7-week old female BALB/c mice (n = 10) were injected intravenously twice weekly for three weeks with exosomes isolated from TS/A tumor removed at day 21 post tumor cell injection (T-exosomes) or exosomes isolated from the supernatants of 36 h cultured TS/A tumor cells (C-exosomes) (100 μg/mouse) . One day after the final injection, the expression of CD11b+Gr-1+ markers on spleen cells was determined using FACS (A, left panel) and the percent of spleen CD11b+Gr-1+ cells was calculated as described in the Material and Methods. Data represent the mean ± SEM of five replicates (A, right panel), * p < 0.05, **p < 0.01. 7-week old female BALB/c mice (n = 5/group) were subcutaneously co-injected with TS/A cells (5×105) and T-exosomes (50 μg). At day 5 and 10 post injection tumors were removed. Collagnase digested single cell suspensions of tumor tissue were stained with anti-CD11b and anti-Gr-1 antibodies, and the percent CD11b+Gr-1+ cells was determined using FACS (B left panel). Data represent the mean ± SEM of five replicates (B, right panel), **p < 0.01. CD11b+Gr-1+ cells were FACS sorted from spleen of naïve BALB/c mice treated with PBS or from naïve BALB/c mice treated with T- and C- exosomes as described in figure legend 1A. The sorted cells were then mixed with TS/A tumor cells (CD11b+Gr-1+ cells : tumor cells = 1:3).
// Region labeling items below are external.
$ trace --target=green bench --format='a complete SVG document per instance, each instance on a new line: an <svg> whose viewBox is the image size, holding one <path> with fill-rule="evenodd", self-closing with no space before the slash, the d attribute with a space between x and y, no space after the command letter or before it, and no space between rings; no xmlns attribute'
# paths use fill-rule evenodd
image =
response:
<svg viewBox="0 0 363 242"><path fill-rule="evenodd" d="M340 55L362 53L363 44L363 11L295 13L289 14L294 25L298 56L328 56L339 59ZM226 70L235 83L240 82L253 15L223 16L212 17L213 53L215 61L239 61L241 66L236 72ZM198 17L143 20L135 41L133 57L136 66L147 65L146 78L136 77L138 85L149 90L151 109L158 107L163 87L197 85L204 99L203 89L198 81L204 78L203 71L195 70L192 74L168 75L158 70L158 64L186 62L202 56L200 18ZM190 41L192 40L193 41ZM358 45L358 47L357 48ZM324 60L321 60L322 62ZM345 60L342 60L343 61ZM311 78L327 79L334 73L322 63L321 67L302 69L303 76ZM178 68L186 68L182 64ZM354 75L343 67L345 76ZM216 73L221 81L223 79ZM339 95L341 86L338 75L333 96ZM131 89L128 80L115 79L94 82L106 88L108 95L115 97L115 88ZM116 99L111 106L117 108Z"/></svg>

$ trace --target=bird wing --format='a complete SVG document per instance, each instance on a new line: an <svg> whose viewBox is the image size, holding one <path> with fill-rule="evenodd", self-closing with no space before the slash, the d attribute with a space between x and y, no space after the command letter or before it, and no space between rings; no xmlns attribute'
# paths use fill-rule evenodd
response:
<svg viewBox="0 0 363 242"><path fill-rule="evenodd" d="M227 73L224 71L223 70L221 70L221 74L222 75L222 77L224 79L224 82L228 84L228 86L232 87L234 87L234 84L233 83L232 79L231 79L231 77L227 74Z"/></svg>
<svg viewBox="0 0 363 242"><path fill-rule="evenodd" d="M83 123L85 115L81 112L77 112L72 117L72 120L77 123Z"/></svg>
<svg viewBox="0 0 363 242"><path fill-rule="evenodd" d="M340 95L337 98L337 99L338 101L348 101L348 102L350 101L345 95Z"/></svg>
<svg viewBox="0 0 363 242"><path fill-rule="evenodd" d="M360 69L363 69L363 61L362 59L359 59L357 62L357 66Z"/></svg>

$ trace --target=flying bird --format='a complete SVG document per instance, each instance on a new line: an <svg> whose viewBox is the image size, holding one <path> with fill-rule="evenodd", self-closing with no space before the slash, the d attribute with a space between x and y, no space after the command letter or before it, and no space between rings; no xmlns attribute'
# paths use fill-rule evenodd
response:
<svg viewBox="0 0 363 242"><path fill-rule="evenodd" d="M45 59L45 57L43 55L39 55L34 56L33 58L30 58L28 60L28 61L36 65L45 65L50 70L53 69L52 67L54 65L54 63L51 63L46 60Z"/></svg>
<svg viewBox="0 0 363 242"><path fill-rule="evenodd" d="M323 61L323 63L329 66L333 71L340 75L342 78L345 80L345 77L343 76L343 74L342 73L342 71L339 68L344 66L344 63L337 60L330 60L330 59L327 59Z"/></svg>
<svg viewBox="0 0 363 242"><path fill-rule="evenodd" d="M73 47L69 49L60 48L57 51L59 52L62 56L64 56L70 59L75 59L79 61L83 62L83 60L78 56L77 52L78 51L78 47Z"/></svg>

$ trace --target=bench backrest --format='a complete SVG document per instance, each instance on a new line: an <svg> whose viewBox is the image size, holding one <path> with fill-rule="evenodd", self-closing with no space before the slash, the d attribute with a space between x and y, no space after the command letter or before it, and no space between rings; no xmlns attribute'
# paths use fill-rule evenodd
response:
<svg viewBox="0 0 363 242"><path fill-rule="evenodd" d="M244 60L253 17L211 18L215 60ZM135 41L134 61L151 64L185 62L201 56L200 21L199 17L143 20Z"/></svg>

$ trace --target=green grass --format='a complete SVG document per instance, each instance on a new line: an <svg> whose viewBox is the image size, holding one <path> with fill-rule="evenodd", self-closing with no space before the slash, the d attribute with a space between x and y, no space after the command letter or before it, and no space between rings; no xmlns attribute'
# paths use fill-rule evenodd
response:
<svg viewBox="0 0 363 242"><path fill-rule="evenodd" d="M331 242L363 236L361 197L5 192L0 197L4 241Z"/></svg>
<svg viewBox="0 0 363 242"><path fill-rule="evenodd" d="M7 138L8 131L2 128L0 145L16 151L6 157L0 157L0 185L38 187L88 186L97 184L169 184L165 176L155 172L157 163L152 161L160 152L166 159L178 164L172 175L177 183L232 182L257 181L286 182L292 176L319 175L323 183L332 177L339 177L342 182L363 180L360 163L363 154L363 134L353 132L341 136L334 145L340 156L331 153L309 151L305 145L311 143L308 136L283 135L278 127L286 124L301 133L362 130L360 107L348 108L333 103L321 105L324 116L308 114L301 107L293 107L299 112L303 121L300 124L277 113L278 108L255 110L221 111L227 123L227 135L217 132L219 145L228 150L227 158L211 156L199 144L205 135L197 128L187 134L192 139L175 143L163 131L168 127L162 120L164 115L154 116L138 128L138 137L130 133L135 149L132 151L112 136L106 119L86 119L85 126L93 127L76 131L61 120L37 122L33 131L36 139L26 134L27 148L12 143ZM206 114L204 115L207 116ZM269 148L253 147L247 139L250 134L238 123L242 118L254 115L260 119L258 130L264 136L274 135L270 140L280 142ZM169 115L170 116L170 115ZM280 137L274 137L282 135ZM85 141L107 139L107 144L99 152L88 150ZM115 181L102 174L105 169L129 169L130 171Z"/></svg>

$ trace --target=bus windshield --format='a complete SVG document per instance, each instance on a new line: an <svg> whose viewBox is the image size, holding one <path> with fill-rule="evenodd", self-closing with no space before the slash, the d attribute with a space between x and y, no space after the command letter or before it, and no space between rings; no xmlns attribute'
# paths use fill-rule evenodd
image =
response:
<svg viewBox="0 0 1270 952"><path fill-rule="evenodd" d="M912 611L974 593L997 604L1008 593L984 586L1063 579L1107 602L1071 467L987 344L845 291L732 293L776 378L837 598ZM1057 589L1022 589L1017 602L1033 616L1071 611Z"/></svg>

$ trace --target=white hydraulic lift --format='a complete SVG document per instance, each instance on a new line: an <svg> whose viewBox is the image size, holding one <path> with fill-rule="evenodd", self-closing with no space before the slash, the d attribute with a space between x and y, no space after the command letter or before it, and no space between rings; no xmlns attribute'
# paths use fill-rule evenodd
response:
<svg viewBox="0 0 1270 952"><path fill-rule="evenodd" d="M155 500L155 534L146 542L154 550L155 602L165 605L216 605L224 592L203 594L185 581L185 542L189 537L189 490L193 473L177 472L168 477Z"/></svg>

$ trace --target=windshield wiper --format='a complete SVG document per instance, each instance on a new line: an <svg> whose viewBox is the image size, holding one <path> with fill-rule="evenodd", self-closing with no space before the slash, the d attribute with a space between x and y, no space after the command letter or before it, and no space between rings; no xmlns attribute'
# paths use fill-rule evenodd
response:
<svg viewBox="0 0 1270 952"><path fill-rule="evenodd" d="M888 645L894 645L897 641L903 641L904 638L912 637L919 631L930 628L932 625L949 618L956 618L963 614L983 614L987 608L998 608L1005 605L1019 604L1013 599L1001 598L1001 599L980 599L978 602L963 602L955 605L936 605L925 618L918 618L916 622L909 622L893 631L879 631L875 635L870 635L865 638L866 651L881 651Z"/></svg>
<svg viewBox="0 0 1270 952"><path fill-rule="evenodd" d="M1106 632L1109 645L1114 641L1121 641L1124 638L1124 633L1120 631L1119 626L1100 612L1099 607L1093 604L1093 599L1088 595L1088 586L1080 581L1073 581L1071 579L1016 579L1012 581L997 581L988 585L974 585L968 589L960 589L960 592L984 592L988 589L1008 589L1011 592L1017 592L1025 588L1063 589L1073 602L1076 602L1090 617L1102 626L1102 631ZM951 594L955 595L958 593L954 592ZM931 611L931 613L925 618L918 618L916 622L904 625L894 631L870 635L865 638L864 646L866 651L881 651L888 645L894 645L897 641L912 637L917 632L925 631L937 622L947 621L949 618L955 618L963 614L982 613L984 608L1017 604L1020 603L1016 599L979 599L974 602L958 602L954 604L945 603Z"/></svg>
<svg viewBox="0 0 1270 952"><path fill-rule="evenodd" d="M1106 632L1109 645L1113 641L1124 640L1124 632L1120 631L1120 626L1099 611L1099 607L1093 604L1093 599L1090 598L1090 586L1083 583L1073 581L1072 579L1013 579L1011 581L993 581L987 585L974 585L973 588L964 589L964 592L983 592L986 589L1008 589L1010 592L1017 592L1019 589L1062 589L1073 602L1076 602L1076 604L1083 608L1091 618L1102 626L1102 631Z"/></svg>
Seven-week old female BALB/c mice were injected subcutaneously in the mammary fat pads with TS/A tumor cells alone (1.2×105) or premixed with spleen CD11b+Gr-1+ cells. The growth of the implanted tumor was measured throughout a 50-day period (C). Each point represents the mean tumor size ± SD of 5 mice from each group. The mortality of mice was calculated through day 55 (D). *p < 0.05; **p < 0.01.